How Doctors Diagnose Alzheimer’s Disease

By American Geriatrics Society (AGS)

There is no definitive, 100 percent sure way to diagnose Alzheimer’s disease (AD) other than by dissecting the patient’s brain after death to look for the presence of characteristic neurofibrillary tangles and amyloid plaques in the brain. However, by applying nationally recognized diagnostic criteria, doctors can and do make the diagnosis of AD with 90 percent or greater accuracy.

Diagnosis is a two-part process. First, doctors conduct a variety of tests to rule out what the patient doesn’t have. For example, they need to determine that a patient hasn’t had a stroke, doesn’t have Parkinson’s disease or multiple sclerosis, isn’t suffering from low thyroid levels, and isn’t clinically depressed.
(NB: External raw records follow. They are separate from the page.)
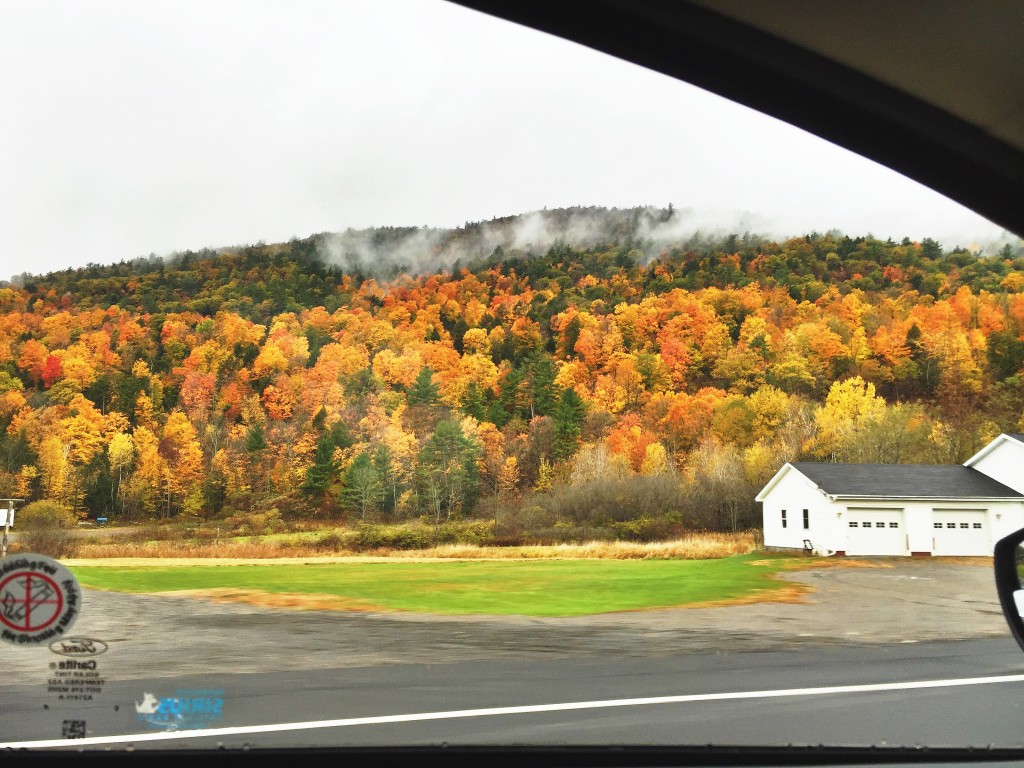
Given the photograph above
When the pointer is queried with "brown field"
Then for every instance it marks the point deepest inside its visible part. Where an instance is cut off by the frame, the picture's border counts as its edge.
(695, 547)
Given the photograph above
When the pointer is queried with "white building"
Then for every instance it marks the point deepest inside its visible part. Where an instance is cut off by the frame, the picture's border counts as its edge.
(898, 509)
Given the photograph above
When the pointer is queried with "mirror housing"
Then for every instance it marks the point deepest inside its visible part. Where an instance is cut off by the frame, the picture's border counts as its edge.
(1009, 560)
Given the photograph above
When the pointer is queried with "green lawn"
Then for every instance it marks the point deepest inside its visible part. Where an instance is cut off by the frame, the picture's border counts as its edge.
(552, 588)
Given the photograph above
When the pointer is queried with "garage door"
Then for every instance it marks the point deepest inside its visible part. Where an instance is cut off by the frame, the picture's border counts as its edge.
(961, 531)
(876, 531)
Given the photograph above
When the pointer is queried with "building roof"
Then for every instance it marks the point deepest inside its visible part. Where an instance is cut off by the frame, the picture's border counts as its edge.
(904, 480)
(992, 445)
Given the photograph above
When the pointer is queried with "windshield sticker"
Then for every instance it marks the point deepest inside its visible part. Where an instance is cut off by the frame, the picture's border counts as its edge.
(39, 599)
(73, 729)
(78, 646)
(186, 709)
(75, 680)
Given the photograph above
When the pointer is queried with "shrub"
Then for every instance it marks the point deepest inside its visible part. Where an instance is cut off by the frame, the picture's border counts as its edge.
(257, 523)
(46, 527)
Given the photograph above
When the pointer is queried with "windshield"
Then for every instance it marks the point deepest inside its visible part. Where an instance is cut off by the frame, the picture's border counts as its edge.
(387, 374)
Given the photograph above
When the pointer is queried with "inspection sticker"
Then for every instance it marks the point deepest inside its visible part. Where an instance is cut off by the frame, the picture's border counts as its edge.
(39, 599)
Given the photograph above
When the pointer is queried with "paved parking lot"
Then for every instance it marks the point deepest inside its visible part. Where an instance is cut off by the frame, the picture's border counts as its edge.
(894, 601)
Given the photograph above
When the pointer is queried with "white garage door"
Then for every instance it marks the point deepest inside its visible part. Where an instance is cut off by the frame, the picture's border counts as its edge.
(961, 531)
(876, 531)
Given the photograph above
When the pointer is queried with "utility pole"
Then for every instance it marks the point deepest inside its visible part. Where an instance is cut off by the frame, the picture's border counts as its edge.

Doctors use standardized diagnostic criteria that outline the behaviors, physical findings, and cognitive symptoms that are typical of AD sufferers to “rule in” a diagnosis of AD. If your loved one meets the criteria for AD established by the American Psychiatric Association DSM (Diagnostic and Statistical Manual) or the National Institute of Neurological and Communicative Diseases and Stroke/Alzheimer’s Disease and Related Disorders Association and no other underlying cause for his symptoms is found during a physical examination, then your doctor should feel confident in making a diagnosis of AD.

Cognitive deficits have many causes. Something as readily identifiable as depression, a thyroid problem, dehydration, urinary infection, vitamin deficiency, or medication side effects can cause people to act in a cognitively impaired manner. It doesn’t always have to be AD. Appropriate diagnostic tests can help your doctor determine the cause of your loved one’s problem and the best course of treatment.